Was Dr. Sims a precursor of Dr. Mengele? That seems
exaggerated—Dr. Mengele, who was not even a real physician (his title references
his Ph.D. in physical anthropology from the University of Munich), conducted
incredibly cruel experiments on innocents at Auschwitz and elsewhere, and was probably
insane. Dr. Sims, on the other hand, was a real physician not at all
unreasonably revered by many as the father of gynecology and as the individual,
even today, the most responsible for solving the most terrible of medical
problems specifically faced by women in his day. Clearly, Sims was unable to
see slavery as the morally depraved institution it surely was and took
advantage of black women “given” to him by their owners to further his work. And
so we are left with a relatively simple question: does the fact that the doctor’s
experiments were successful and led to tremendous advances in the care of women
obviate the fact that the experimentation that led to those advances was done
on un-anesthetized slaves who were apparently called upon to hold each other
down during the experimental surgical procedures performed on them?
The City of New York has decided that it does not. And just
a few days ago, the statue—in place across from the New York Academy of
Medicine since 1934 and for two decades before that in Bryant Park—was duly
removed and will be set up near the doctor’s grave in Green Wood Cemetery in
Brooklyn. It’s a difficult issue to resolve. All agree that the man did great good and that his work led to countless women being rescued from horrific ailments. All also agree that the path the doctor followed to that great good was morally flawed, and more than just slightly. And so we come back to the question I opened by asking: how reasonable is it, exactly, to condemn people ex post facto for not seeing the world as we see it now, for not having the insight to transcend the things everybody just knows about the world and its institutions, for not being able to see what millions in his day also could not clearly see?
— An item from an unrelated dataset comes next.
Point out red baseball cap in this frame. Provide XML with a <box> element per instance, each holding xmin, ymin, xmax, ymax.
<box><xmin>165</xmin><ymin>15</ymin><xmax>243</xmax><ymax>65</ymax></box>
The world has changed considerably since I was a child.
Attitudes towards gay people, towards the place of women in society, towards
the place of racial minority groups in American culture, even towards animals
in the zoo—all of these have undergone sea changes since I was a child learning
about the world from my teachers and, because my parents taught me to respect
those teachers, believing what I was told. Should I be condemned for not having
had the maturity as a nine-year-old to see things more clearly than my own
teachers, then my own parents? I bristle at the thought. But I also wonder what
Anarcha, Betsy, and Lucy would say if the fate of Dr. Sims’ legacy were placed
in their hands to determine. Ultimately, the decision really should be theirs
to make. But given the impossibility of resolving the issue that way, I think
the City of New York probably acted correctly in moving the statue to a
position near Dr. Sims’ grave and taking it from its pre-eminent position on
New York’s grandest avenue facing one of its pre-eminent medical institutions.